During a business trip to a construction site, an employee was found dead of a heart attack in a room after having had sexual intercourse with a “complete stranger” he met during the day. The employer completed the usual formalities by informing the social security authorities of the death and the circumstances. The social security authorities decided to treat the death as being work-related, which was contested by the employer.

The company’s arguments before the Paris Court of Appeal were as follows:

– the employee’s death occurred when he had knowingly interrupted his mission for a personal reason, independent of his employment, to have an adulterous relationship with a stranger,

– the employee was no longer under the responsibility of his employer at the time of death and the death occurred for a personal reason,

– the heart attack is not work-related because it resulted from the sexual activity

The Court of Appeal in a decision of 17th May 2019 dismissed the employer’s claims and acknowledged the death as a work-related accident.
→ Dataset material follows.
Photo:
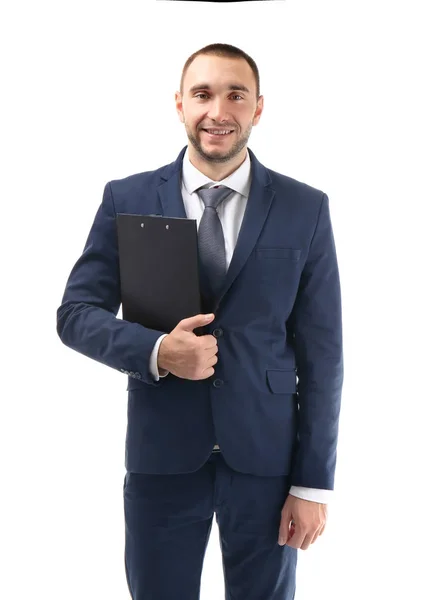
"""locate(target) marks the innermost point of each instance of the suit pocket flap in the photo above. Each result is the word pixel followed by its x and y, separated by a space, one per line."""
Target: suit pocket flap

The qualification of work-related accident (“accident de travail”) allowed the heirs to receive compensation from the social security fund. It also had the effect of increasing the rate of the contribution to the work-related accident compensation which must be paid by the employer.
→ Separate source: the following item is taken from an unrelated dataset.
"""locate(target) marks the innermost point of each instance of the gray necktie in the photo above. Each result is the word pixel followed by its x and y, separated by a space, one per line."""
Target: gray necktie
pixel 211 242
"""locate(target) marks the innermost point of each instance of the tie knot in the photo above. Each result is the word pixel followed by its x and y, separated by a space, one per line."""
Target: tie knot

Although the decision may look surprising, it results from the very wide definition of what constitutes a work-related accident. Indeed, French Law grants protection to employees on business trips and makes no distinction between accidents that occur during a professional act or an act of everyday life.

For example, in a previous case, a court decided to qualify as a work-related accident an incident where an employee injured his leg whilst out for the evening at a night club. What may be more unusual is the fact that the court of appeal considered that sexual intercourse, even extra-marital sex on a business trip, is an act of daily life, in the court’s words, just like taking a shower or having a meal.

Thus, the Court of Appeal ruled that the employee had not interrupted his mission to perform an act unrelated to that mission. The court also held that the fact that the accident did not occur in the hotel room booked by the company did not mean that the employee was no longer under the authority of his employer.

The Employer may decide to lodge a claim before the Supreme Court and it would be most interesting to see whether the Supreme Court will confirm the analysis of the Court of Appeal.